As part of our You & Julia series, we recently visited Deuxave, Boston’s modern French restaurant, where Chef and Owner Chris Coombs and Executive Chef Adrienne Wright gave us a behind-the-scenes taste of their take on Julia Child’s French Onion Soup. We talked with the chefs about their passion for cooking and Julia’s legacy as a trailblazer.

On how they developed their passion for cooking:

Adrienne: I really got my love of cooking from my grandfather, who I grew up with in the same house. He would watch Julia Child's cooking show on PBS, and later on that week, we would have french onion soup for dinner, or we would have whatever she was making.

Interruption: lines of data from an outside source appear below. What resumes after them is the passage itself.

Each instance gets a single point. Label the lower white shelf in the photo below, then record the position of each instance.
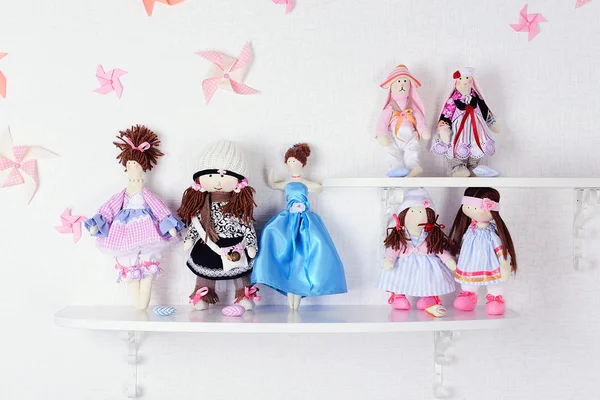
(279, 319)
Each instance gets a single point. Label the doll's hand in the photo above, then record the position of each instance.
(387, 264)
(383, 140)
(451, 264)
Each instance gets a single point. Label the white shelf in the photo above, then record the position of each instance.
(279, 319)
(499, 182)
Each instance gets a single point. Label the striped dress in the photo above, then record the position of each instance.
(417, 274)
(479, 258)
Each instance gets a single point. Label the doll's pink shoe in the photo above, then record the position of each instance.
(425, 302)
(494, 305)
(466, 301)
(399, 301)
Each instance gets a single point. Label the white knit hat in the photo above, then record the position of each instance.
(223, 155)
(417, 197)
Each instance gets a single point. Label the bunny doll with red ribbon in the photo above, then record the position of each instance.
(135, 225)
(417, 260)
(486, 254)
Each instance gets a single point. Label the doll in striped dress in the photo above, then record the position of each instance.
(486, 254)
(417, 259)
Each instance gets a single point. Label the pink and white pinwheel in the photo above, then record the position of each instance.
(528, 23)
(71, 224)
(226, 73)
(18, 164)
(289, 4)
(110, 81)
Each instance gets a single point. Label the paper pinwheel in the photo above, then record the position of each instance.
(2, 79)
(289, 4)
(528, 23)
(71, 224)
(109, 81)
(18, 164)
(149, 4)
(226, 72)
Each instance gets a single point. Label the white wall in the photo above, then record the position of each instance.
(318, 70)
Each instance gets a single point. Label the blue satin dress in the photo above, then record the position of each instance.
(296, 253)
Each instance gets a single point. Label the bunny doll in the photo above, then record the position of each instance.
(135, 225)
(219, 209)
(417, 260)
(298, 257)
(486, 254)
(402, 123)
(464, 126)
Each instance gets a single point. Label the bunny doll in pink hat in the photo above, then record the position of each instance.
(465, 126)
(402, 123)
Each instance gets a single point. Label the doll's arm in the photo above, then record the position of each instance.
(168, 224)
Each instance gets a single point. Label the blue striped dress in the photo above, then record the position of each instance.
(479, 258)
(419, 275)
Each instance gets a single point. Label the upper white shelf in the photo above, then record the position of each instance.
(278, 319)
(499, 182)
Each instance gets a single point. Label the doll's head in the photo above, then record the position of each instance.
(221, 175)
(139, 150)
(482, 205)
(296, 157)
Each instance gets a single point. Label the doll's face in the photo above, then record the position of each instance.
(401, 86)
(218, 183)
(294, 166)
(477, 214)
(414, 217)
(134, 170)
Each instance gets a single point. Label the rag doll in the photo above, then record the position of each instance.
(218, 209)
(402, 123)
(297, 256)
(486, 254)
(417, 259)
(465, 126)
(135, 225)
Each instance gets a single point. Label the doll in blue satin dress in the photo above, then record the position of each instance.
(297, 256)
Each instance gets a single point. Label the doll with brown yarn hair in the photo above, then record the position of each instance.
(417, 259)
(218, 209)
(486, 253)
(135, 225)
(298, 257)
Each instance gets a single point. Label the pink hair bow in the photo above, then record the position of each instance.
(200, 293)
(227, 72)
(142, 147)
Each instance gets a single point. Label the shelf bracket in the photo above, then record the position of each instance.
(441, 341)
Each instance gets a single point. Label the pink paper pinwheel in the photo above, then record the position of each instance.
(289, 4)
(109, 81)
(226, 73)
(71, 224)
(149, 4)
(18, 164)
(528, 23)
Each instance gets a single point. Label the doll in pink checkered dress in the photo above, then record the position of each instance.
(135, 225)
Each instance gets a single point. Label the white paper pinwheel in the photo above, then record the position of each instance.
(226, 72)
(18, 164)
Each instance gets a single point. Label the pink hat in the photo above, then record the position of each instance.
(399, 71)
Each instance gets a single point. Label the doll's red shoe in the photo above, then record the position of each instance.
(429, 301)
(494, 305)
(399, 301)
(466, 301)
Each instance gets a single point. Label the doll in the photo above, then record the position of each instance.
(464, 126)
(402, 123)
(417, 259)
(298, 257)
(135, 225)
(218, 209)
(486, 254)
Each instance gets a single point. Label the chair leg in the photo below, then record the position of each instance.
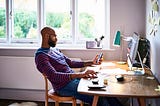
(56, 103)
(81, 103)
(74, 102)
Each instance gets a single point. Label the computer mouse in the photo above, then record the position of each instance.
(95, 81)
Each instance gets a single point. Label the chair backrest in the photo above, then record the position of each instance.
(46, 89)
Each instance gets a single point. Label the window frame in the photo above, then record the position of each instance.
(41, 22)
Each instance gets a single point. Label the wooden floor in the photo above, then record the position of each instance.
(6, 102)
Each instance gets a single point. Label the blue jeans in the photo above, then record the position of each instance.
(71, 90)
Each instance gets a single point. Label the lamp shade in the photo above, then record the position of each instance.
(117, 39)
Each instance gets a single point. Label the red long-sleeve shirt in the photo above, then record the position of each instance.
(56, 66)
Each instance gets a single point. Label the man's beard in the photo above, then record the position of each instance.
(51, 43)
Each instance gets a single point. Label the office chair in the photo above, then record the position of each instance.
(50, 94)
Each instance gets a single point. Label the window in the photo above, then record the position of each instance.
(2, 20)
(75, 21)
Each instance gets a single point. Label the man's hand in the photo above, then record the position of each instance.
(89, 74)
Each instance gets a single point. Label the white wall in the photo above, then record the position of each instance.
(126, 15)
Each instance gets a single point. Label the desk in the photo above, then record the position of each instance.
(133, 87)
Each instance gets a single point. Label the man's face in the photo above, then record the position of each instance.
(52, 39)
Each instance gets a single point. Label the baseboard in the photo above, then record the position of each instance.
(22, 94)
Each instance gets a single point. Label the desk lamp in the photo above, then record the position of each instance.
(117, 42)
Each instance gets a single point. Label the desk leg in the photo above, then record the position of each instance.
(141, 102)
(95, 100)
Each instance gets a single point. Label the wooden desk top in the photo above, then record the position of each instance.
(132, 86)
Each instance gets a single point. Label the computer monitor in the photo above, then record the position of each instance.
(132, 49)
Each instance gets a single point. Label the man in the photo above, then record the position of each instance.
(57, 67)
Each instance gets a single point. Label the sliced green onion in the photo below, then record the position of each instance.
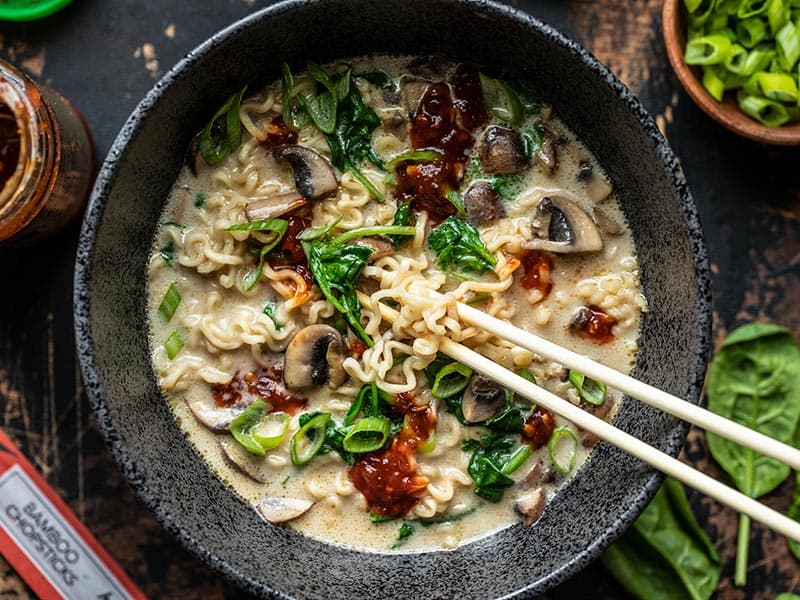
(269, 310)
(777, 15)
(713, 83)
(707, 50)
(223, 133)
(752, 8)
(787, 42)
(450, 380)
(773, 86)
(428, 444)
(768, 112)
(414, 155)
(516, 460)
(699, 10)
(307, 441)
(354, 234)
(563, 449)
(170, 302)
(271, 430)
(502, 101)
(594, 392)
(243, 425)
(454, 199)
(367, 435)
(174, 344)
(751, 32)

Like Julia, he was very interested in the classics and experimenting, which was where it all started for me.

Chris: Cooking's actually all I've ever done. I was very fortunate to start washing dishes in a neighbor's seafood restaurant up on the North Shore of Massachusetts at about the age of 11 or 12 years old. And I just fell in love with the energy, the craziness, the people, and I just love delicious food, so it's all that I've ever done my whole life.

Chefs Chris and Adrienne show off their french onion soup.
Chefs Chris and Adrienne show off their french onion soup.

On Julia Child’s influence:

Chris: My favorite thing about Julia Child was that she was a trailblazer. When you think about the timing and the macro-environment, she really paved the way for chefs like myself today to have the opportunity to sit here and share my story and share my vision for food.

Adrienne: And even as those TV chefs really grew in numbers, Julia Child was the only female for so long on that wide-scale, national level. She really was a trailblazer.

A white bowl of french onion soup with cheese dripping down the side
Meghan Smith

On why Julia still resonates in our food culture:

Chris: The fact that she was able to reach so many different people on so many levels is really what made her special — that she could captivate anyone with her energy, with her passion, and also with her food.

Adrienne: I also think about her advocacy for having fun while you cook. I think that was really missing from the food culture in America at that time — the idea that this doesn't have to be a daily drudgery of "what are we having for dinner?" She came out and said, "You can try new things. You can experiment. You can have fun, be creative, drink while you cook."

She advocated making cooking an experience instead of a chore. And I think that is something that still really resonates in our food culture. Plus, I love this Julia quote: "This is my invariable advice to people: Learn how to cook. Try new recipes, learn from your mistakes, be fearless, and above all, have fun."